Tuesday, February 24, 2015

The Castle of Otranto


The only novel that Horace Walpole ever wrote, The Castle of Otranto is famously celebrated as the text that announced the arrival of the Gothic genre in literature in 1764. It was the first novel to feature madness, violence, and the supernatural and being set in a medieval castle in Italy, it became the guidelines that other gothic works followed. 
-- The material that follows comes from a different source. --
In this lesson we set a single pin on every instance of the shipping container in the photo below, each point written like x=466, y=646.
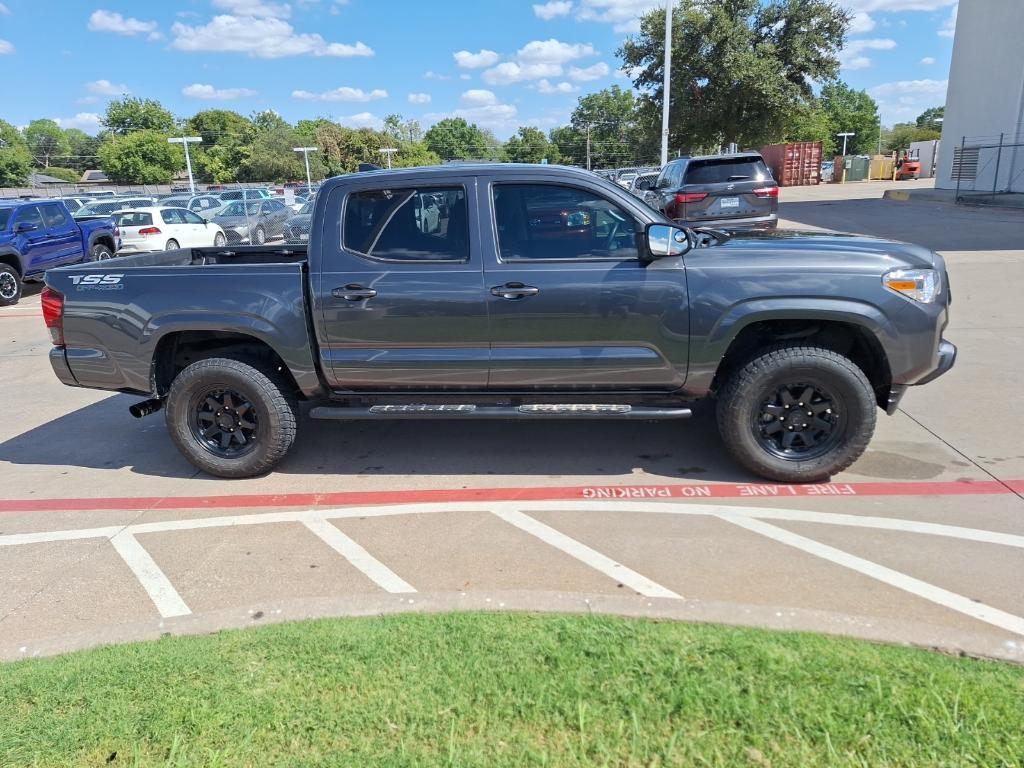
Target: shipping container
x=795, y=164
There is a prophecy that proclaims that the rightful heir to the province of Otranto will someday return. For the tyrannical prince Manfred, currently ruling the dominion, this is fearful news but the efforts he takes to prevent its fruition are what ensure his and his family’s destruction. After the mysterious and grotesque death of his son Conrad on the day of his nuptials, Manfred determines to keep his bloodline going by marrying Conrad’s bride-to-be Isabella. Poor, terrified Isabella flees through the secret passages of the castle and Manfred’s pursuit of her comes to further terror when ghostly images appear to haunt the castle’s inhabitants. 
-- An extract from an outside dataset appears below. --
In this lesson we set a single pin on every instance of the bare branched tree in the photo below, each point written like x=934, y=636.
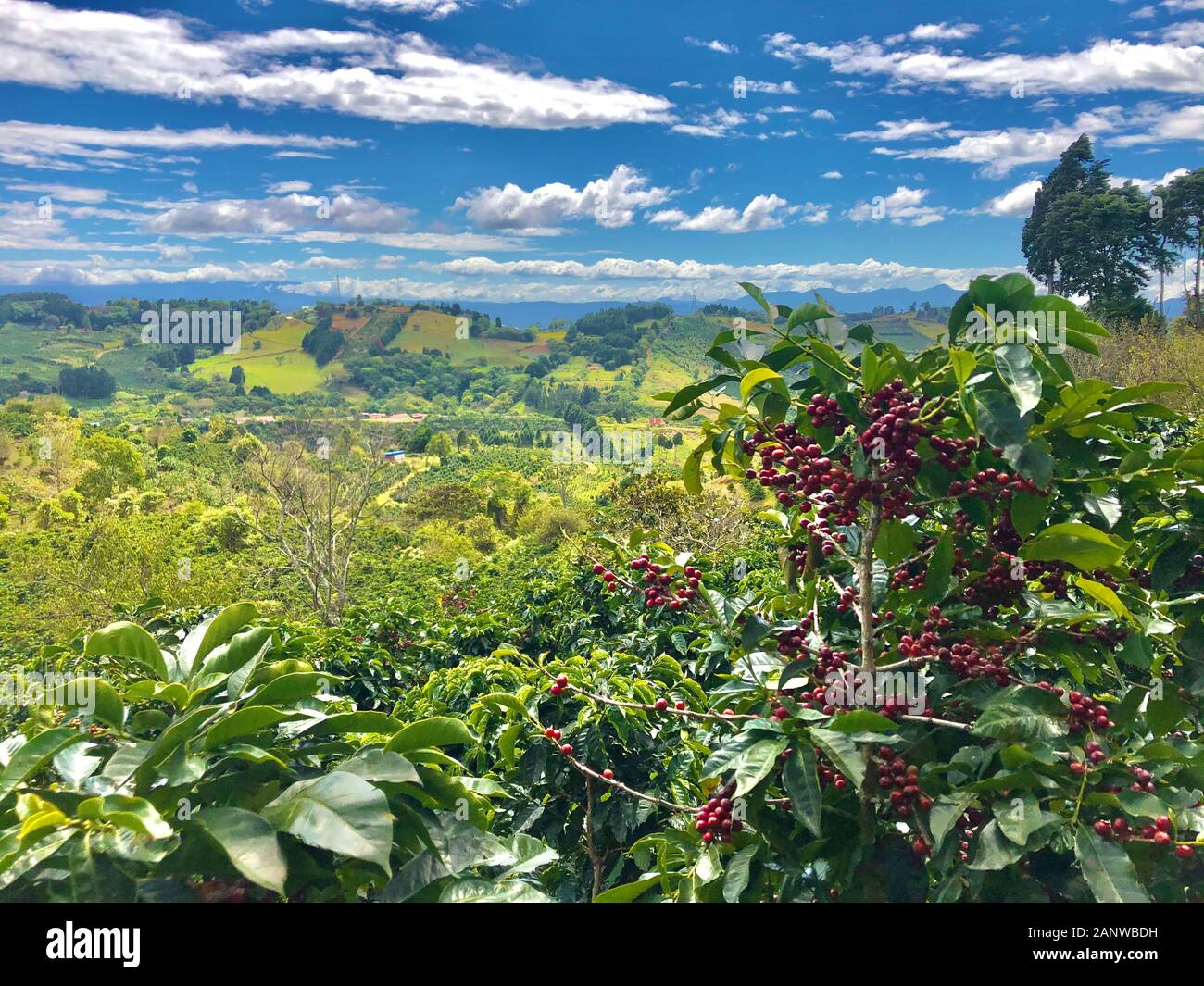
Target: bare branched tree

During his writing of this book, Walpole was so concerned about its reception that he released it under a pseudonym and claimed that it was a translation of an old 16th-century Italian transcript. These actions are understandable when we consider that the story was quite different during the time of its release, but then again English audiences had seen castles, murder, and the supernatural in Shakespeare’s plays prior to the novel so one can’t help but feel that he needn’t have worried. Right from the start of this story, you’re hooked. Beginning with a most gruesome and mysterious death, the story is as labyrinthine tangle of horror, madness, misinterpretations and coincidences, familial dysfunction, and the supernatural. 
It’s probably best to look at this book as a web made up of finer singular stories that all run in a parallel pattern to the centre point, Manfred. 
Written in the third person register, there is one part of the writing that I found a little confusing to start with: the dialogue. Walpole doesn’t separate his dialogue from the narrative, as in there is not a quotation mark to be seen. Yes, this is confusing at the start, but once you get used to it, you’re fine. 
Because the book is not very lengthy, there is a lot of stuff that’s crammed into it and sometimes it’s almost impossible to find a breathing space and take stock of what’s going on, who’s who, and all that jazz, but the setting, the mystery, and the characters make it all worth it. 
Filled with action, violence, death, drama, romance, misinterpretations, coincidences, horror, madness, and the supernatural, The Castle of Otranto is a wonderful book that sits in a very important chair in literary history. The first Gothic novel, inspiring later such celebrated works like that of Poe, Shelley, Doyle, and du Maurier, it deserves an accolade for that alone. Seriously, we owe a lot to Horace Walpole and this little novel.